A série “Maid” (Criada), recém lançada pela Netflix, é sobretudo sobre violência doméstica e suas consequências. O que intriga na trama, no entanto, é que a agressão ocorrida não é física, mas sim psicológica. A protagonista Alex, interpretada por Margaret Qualley, nunca levou um tapa do companheiro Sean (Nick Robinson).
O fato leva quase todos, até mesmo sua mãe, a doidona Paula, em interpretação inesquecível de Andie MacDowell, a se voltarem contra ela quando decide abandonar a casa no meio da noite levando a filha. “Ele é um cara legal, um bom pai, nunca te bateu” etc.
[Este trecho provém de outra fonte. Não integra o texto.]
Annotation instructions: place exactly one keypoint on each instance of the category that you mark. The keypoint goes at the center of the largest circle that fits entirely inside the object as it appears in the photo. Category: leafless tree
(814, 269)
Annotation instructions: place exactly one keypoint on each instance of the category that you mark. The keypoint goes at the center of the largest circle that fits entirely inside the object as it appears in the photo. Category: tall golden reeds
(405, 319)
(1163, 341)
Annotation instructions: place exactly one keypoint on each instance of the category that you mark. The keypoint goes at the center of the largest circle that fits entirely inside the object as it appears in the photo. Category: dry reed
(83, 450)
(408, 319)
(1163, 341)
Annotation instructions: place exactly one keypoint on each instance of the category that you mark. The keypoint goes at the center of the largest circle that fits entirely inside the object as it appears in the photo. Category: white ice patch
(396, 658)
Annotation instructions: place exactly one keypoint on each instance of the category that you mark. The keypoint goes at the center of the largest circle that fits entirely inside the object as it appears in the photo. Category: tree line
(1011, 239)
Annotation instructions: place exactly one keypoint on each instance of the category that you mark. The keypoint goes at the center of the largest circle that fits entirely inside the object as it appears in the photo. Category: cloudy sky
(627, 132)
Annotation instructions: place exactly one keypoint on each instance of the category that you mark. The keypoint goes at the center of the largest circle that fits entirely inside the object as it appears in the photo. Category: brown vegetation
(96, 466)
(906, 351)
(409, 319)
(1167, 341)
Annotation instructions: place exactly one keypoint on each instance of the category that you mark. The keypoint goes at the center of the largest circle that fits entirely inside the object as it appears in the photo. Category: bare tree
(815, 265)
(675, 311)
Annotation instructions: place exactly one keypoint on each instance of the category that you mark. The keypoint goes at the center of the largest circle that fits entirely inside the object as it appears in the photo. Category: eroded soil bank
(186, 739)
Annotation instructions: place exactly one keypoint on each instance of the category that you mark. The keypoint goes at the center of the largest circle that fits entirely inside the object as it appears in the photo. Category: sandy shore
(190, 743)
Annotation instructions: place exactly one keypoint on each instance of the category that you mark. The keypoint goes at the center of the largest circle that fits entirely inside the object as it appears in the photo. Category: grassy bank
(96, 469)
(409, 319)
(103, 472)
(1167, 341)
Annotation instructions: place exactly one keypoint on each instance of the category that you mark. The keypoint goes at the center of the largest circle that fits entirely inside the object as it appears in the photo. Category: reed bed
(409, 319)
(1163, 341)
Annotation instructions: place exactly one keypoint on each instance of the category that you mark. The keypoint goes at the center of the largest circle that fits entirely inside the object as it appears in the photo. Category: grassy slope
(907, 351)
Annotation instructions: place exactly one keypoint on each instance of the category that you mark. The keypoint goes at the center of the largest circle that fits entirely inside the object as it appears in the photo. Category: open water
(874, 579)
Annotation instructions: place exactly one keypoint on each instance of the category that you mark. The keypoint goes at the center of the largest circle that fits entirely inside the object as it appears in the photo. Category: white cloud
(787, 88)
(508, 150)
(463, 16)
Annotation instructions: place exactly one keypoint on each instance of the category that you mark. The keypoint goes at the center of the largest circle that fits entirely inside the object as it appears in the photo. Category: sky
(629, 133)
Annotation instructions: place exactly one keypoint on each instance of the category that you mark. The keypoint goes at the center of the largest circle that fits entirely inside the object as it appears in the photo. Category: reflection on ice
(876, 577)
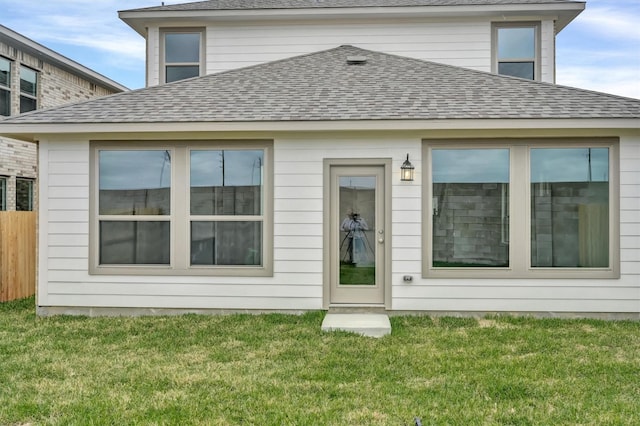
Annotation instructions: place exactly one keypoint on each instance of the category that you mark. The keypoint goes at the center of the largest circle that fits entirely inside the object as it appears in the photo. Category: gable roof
(323, 4)
(323, 86)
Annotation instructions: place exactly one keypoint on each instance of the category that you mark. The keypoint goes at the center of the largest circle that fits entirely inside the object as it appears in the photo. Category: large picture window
(470, 195)
(183, 208)
(527, 209)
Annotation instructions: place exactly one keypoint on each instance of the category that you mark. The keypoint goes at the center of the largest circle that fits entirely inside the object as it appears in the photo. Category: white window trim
(520, 208)
(3, 193)
(29, 95)
(7, 88)
(537, 66)
(31, 189)
(179, 256)
(163, 64)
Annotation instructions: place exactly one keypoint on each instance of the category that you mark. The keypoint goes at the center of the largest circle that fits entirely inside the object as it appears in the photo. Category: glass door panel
(357, 207)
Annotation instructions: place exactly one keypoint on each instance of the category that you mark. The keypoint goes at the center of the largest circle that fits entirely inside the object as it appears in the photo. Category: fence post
(17, 255)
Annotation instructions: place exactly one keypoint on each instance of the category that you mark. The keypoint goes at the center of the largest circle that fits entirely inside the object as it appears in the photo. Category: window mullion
(180, 232)
(520, 208)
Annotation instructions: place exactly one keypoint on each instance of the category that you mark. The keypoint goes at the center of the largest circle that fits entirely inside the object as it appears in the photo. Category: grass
(282, 370)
Como tudo o que está ruim pode piorar ainda mais, o ex-companheiro, com histórico de drogas e álcool, resolve requerer a paternidade da filha Maddy, interpretada por Rylea Neaeh Whittet. O mundo desaba. E Alex, sem residência fixa, emprego e nem formação alguma se vê obrigada a trabalhar como faxineira em uma empresa que a explora de todas as maneiras. É responsável até mesmo pela compra dos produtos de limpeza.
Ao mesmo tempo, se vê enrolada em um mundo em que mal consegue entender todo a linguagem jurídica – o juridiquês – que a cerca. E é aí, a rês do chão, sem perspectiva alguma de uma vida decente e normal ao lado da filha, que começa a sua decolagem lenta e acidentada.
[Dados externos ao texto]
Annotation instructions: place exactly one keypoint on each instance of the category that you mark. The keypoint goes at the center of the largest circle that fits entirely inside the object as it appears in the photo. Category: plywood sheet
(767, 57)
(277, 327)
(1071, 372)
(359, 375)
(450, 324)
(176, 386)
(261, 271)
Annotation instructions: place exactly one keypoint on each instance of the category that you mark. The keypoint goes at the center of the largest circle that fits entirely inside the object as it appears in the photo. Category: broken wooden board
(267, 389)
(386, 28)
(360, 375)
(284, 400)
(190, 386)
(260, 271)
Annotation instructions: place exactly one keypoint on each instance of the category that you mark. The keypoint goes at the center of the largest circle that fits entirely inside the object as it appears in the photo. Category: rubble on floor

Alex está só, quase que completamente só. Ao seu lado tem apenas o amor incondicional pela pequena Maddy e a sororidade de outras companheiras em situação semelhante ou pior que a dela, que encontra em um abrigo para mulheres agredidas. A partir de então, a sua história se desdobra na de inúmeras, milhares, milhões de outras mulheres humilhadas, agredidas e abandonadas à própria sorte com seus filhos.
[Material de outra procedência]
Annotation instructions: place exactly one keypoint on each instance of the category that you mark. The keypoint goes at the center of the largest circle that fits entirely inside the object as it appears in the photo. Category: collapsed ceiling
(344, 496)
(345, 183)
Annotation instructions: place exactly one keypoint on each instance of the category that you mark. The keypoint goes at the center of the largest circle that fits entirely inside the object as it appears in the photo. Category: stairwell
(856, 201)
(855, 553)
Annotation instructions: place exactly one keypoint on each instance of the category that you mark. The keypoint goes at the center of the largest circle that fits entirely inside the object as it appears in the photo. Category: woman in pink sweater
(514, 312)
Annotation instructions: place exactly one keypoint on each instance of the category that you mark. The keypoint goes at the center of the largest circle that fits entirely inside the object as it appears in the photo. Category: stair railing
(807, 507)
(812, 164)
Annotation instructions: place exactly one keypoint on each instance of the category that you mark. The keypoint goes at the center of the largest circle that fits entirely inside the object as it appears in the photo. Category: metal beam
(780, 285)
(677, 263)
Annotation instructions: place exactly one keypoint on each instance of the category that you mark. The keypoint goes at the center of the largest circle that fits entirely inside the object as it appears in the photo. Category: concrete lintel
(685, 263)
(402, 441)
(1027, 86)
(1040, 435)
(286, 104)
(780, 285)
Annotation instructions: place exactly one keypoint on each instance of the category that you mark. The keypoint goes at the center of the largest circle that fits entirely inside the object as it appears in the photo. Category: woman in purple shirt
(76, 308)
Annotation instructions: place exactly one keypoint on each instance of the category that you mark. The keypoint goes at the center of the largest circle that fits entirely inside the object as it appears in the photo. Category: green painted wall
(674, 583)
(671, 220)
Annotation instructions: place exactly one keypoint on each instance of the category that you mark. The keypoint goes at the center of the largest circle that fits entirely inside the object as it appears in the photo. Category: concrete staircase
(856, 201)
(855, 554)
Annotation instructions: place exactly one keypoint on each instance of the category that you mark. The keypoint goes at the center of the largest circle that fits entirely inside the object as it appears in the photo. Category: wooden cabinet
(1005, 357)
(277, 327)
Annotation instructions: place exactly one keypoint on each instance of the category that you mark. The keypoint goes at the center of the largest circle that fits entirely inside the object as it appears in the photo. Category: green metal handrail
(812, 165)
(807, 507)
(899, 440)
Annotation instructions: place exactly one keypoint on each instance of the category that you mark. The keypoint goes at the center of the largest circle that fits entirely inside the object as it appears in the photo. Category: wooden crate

A história de Alex é adaptada do livro “Superação: Trabalho Duro, Salário Baixo e o Dever de Uma Mãe Solo”, de Stephanie Land. É, portanto, baseada em um fato real. Na verdade, é baseada em milhões de fatos reais.
De acordo com números da NCADV - National Coalition Against Domestic Violence (Coalisão Nacional Contra a Violência Doméstica), 10 milhões de adultos nos EUA sofrem violência doméstica anualmente, uma média aproximada de 20 casos a cada minuto. Já no Brasil, apenas em 2020, o serviço de denúncias 190 recebeu uma média de uma ligação por minuto com denúncias de violência doméstica, um aumento de 16,3% em relação a 2019, de acordo com o Anuário Brasileiro de Segurança Pública.
Longe de cair no melodrama, “Maid” se mantém firme do início ao fim no intuito de alertar o espectador para o problema sem deixar em momento algum de apontar saídas, que são duras, muitas vezes quase insuportáveis, mas sempre imprescindíveis.
Margaret Qualley está irretocável no papel de Alex e consegue manter a dignidade de sua personagem até mesmo, e principalmente, quando está literalmente atolada em fezes e sujeira por todos os lados.
Por tudo o que representa – e pela obra em si – “Maid” é digna de atenção e muitos prêmios.